I'd love to see what you all have in your goat areas for the babies to play and climb on.  

I have one of those big spools for wire, but in looking at it, I'm thinking how the heck is a baby goat going to be able to play on that?  It's too big for them to get up on - perhaps if I were to build some steps for it.  So what kind of things to you put out for them?
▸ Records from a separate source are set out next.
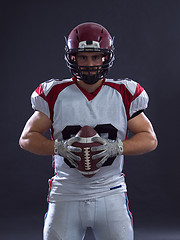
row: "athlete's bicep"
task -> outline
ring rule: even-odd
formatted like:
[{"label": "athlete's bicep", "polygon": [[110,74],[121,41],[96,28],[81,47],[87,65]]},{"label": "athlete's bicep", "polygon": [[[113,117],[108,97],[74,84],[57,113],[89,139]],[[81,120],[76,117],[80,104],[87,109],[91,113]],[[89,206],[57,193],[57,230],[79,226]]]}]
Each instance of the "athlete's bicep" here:
[{"label": "athlete's bicep", "polygon": [[26,136],[30,132],[45,133],[52,126],[51,120],[42,112],[35,111],[27,121],[22,136]]}]

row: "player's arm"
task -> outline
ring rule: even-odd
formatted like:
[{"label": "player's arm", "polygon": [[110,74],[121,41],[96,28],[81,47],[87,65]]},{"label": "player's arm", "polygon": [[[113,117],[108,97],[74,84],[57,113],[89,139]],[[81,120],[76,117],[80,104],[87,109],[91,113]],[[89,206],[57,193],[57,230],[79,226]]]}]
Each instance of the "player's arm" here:
[{"label": "player's arm", "polygon": [[128,120],[128,129],[133,136],[123,141],[123,155],[140,155],[157,147],[156,134],[144,113]]},{"label": "player's arm", "polygon": [[109,157],[117,155],[140,155],[153,151],[157,146],[157,138],[153,127],[144,115],[144,113],[130,119],[128,121],[128,129],[133,136],[127,140],[121,139],[110,140],[101,137],[94,137],[94,142],[99,142],[102,145],[92,147],[92,151],[101,151],[93,155],[93,159],[102,158],[101,162],[105,162]]},{"label": "player's arm", "polygon": [[54,141],[43,135],[51,126],[51,120],[44,113],[35,111],[22,131],[21,148],[38,155],[54,154]]}]

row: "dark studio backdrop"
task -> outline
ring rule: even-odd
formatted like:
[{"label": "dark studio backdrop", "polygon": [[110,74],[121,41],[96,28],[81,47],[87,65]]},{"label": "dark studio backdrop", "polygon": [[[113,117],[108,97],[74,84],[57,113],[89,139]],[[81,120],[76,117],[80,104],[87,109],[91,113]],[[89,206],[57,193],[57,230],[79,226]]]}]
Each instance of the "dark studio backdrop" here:
[{"label": "dark studio backdrop", "polygon": [[[154,152],[125,158],[136,239],[146,232],[143,239],[154,240],[153,231],[164,236],[157,239],[180,239],[180,1],[7,0],[1,2],[0,16],[0,238],[42,239],[51,157],[21,150],[18,140],[33,113],[33,90],[50,78],[71,76],[64,36],[76,25],[94,21],[115,36],[116,60],[109,77],[128,77],[146,89],[146,115],[159,140]],[[171,237],[166,238],[167,231]]]}]

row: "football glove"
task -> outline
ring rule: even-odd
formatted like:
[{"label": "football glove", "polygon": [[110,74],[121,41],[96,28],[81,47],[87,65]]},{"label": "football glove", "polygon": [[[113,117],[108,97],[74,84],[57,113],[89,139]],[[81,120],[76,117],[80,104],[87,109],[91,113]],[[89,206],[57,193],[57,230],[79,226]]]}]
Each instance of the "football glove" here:
[{"label": "football glove", "polygon": [[[78,142],[79,137],[72,137],[68,140],[58,140],[54,142],[54,153],[66,158],[74,167],[78,167],[75,161],[81,161],[81,158],[73,152],[82,152],[81,148],[72,146],[73,143]],[[75,161],[74,161],[75,160]]]},{"label": "football glove", "polygon": [[97,167],[101,167],[108,158],[115,157],[123,153],[123,143],[119,138],[116,140],[111,140],[102,137],[94,137],[92,138],[92,141],[102,144],[101,146],[91,147],[92,152],[101,151],[100,153],[92,156],[92,159],[102,158],[97,163]]}]

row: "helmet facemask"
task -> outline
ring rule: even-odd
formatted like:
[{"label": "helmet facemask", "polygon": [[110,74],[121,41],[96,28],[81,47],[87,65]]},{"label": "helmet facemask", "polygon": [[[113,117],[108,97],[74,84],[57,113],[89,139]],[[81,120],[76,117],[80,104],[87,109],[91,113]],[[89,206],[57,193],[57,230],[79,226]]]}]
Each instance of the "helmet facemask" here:
[{"label": "helmet facemask", "polygon": [[[103,79],[113,65],[113,40],[107,30],[99,24],[85,23],[73,29],[68,39],[65,38],[65,60],[72,75],[87,84],[94,84]],[[76,62],[78,52],[102,53],[103,63],[97,66],[80,66]]]},{"label": "helmet facemask", "polygon": [[[113,65],[114,53],[112,50],[105,50],[101,48],[84,48],[82,51],[82,49],[79,48],[71,50],[67,50],[67,48],[68,47],[66,45],[65,60],[67,66],[74,77],[84,81],[87,84],[94,84],[100,79],[103,79]],[[103,64],[97,66],[80,66],[76,62],[76,54],[78,52],[100,52],[102,53]]]}]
Do the adults ever want to climb/play?  I've found mine climbing on to straw bales on occasion and I wonder if they wouldn't like some bigger things out in the area for them too.  Mine are dairy girls, so I know I'd need to keep their udders in mind if we were to put anything out for them.  What do you think?


----------



## 20kidsonhill (Feb 5, 2011)




----------



## cstafford93514@yahoo.com (Feb 5, 2011)

Hey, 
My DH took a round of firewood and screwed a 1X12 to it. The goatlings had a ball playing teeter-totter and pushing n slidding around on the thing and each other.  
Carol


----------



## julieq (Feb 5, 2011)

Nothing fancy here, just tires to jump on and cuddle down in the middle of.


----------



## themrslove (Feb 6, 2011)

I don't have a picture of it, but we made a couple foot "mountain" for them out of a big pile of reclaimed flagstone.  They love bounding up to the top and then pushing each other off.  

Plus, it had an unintended benefit!  It cuts down on the time between hoof trimmings!


----------



## ksalvagno (Feb 6, 2011)

I use Step 2 and Little Tikes climbing toys. The Little Tikes Cubes are great. I also have the Step 2 Clubhouse in the yard for the girls. Not to mention picnic tables are great.


----------



## Horsefly (Feb 6, 2011)

cstafford93514@yahoo.com said:
			
		

> Hey,
> My DH took a round of firewood and screwed a 1X12 to it. The goatlings had a ball playing teeter-totter and pushing n slidding around on the thing and each other.
> Carol


That sound like fun and easy to do.  I might have to go make one of those now.


----------



## farmerJohn (Feb 6, 2011)

I have an old cattle rack for the bed of a pickup that was rusting out in the pasture and i put old car trailer floor boards at different levels on it, the goats love it, especially the weather, he loves using the ends as diving boards to pounce on his sister, when the snow finally melts ill take some pictures


----------



## Our7Wonders (Feb 7, 2011)

Thanks guys!  I need to start getting some things together for them.  I'm so excited for babies!!!!  I just wish I could skip the whole kidding thing - that part has me SUPER stressed out.  But BABIES will hopefully make it all worth it!


----------



## Mammawannagoat (Apr 19, 2011)

I'm at this stage too!  Getting ready to bring my babies home.  I have some large rocks/boulders I'm going to use for climbing too!


----------